A keyword filter might flag "buy" and "free". But Claude understands context: this is a genuine purchase inquiry.
Example 3: Unicode evasion
> "Ⅽheck out this аmazing оffer — frеe сryрto!"
Spammers use Cyrillic lookalikes to bypass keyword filters. Claude reads the rendered text and catches the spam regardless of character encoding tricks.
Graceful degradation
The AI layer is designed to fail safely:
- If the Anthropic API is unavailable, the submission passes through (we don't block legitimate users due to third-party downtime)
- If the AI takes too long, we fall back to keyword-only filtering
- AI results are logged but never the sole reason for rejection — the other four layers provide baseline protection
The numbers
In our testing:
- Honeypot alone catches ~70% of spam
- Honeypot + keywords catches ~85% of spam
- All five layers catch ~98% of spam
- False positive rate with AI: <0.1%
How to enable it
AI spam filtering is available on Starter plans ($5/mo) and above.
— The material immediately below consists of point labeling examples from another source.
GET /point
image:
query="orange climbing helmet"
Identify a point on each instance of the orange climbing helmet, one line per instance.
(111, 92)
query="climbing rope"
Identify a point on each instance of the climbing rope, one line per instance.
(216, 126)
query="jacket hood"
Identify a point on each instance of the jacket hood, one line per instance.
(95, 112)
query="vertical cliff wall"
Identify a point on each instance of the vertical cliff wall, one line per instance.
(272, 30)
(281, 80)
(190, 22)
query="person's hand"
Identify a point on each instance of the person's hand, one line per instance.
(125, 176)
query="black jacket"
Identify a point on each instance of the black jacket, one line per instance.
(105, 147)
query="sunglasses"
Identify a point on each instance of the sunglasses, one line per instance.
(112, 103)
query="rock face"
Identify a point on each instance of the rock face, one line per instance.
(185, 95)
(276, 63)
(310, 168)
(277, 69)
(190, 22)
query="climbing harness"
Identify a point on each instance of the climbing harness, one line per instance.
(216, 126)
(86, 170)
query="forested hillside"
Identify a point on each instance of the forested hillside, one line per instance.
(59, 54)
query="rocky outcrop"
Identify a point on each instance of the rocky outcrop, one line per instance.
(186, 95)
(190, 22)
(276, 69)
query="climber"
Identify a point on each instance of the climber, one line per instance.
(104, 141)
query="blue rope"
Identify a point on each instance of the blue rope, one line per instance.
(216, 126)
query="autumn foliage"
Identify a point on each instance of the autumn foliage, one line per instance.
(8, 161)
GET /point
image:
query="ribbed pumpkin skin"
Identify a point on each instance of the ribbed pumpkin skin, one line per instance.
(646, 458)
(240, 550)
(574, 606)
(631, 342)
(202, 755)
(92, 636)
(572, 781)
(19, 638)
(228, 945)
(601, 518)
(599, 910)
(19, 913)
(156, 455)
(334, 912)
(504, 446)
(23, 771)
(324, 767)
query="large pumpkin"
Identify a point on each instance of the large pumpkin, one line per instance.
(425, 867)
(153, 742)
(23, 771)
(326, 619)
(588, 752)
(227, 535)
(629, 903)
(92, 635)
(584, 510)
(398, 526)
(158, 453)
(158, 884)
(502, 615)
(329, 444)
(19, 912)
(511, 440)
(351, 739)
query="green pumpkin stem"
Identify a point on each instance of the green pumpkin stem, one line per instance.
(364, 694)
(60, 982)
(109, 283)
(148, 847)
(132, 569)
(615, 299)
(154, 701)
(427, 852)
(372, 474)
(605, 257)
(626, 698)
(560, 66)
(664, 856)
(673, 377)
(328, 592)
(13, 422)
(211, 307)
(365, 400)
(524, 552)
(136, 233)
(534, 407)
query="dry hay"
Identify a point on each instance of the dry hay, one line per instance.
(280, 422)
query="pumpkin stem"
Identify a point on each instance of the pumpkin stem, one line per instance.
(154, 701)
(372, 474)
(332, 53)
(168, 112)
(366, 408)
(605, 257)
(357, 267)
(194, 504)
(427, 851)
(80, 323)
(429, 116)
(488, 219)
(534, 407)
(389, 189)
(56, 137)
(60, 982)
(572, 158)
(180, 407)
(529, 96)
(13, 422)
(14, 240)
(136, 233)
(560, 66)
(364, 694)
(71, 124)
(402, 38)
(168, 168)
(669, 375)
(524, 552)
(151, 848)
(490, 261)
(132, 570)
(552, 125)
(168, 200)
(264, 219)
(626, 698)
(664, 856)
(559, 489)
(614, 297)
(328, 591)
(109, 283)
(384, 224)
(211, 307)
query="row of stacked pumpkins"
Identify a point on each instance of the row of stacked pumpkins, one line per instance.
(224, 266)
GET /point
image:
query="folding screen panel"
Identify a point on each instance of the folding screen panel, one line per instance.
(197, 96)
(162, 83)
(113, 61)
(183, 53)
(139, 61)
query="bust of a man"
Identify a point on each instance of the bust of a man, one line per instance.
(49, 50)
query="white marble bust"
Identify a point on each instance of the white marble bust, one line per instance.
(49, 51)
To enable it:
- Go to your form settings in the dashboard
- Toggle on "AI Spam Filtering"
- That's it — no configuration needed
Every submission will show its spam score and classification reason in the dashboard, so you can audit the AI's decisions.
Cost
AI spam filtering uses Claude Haiku — Anthropic's fastest, most affordable model. The cost per classification is approximately $0.0003 (three hundredths of a cent). Even at 10,000 submissions/month, AI spam filtering costs less than $3 in API calls. This is absorbed into your plan price — there's no per-submission charge.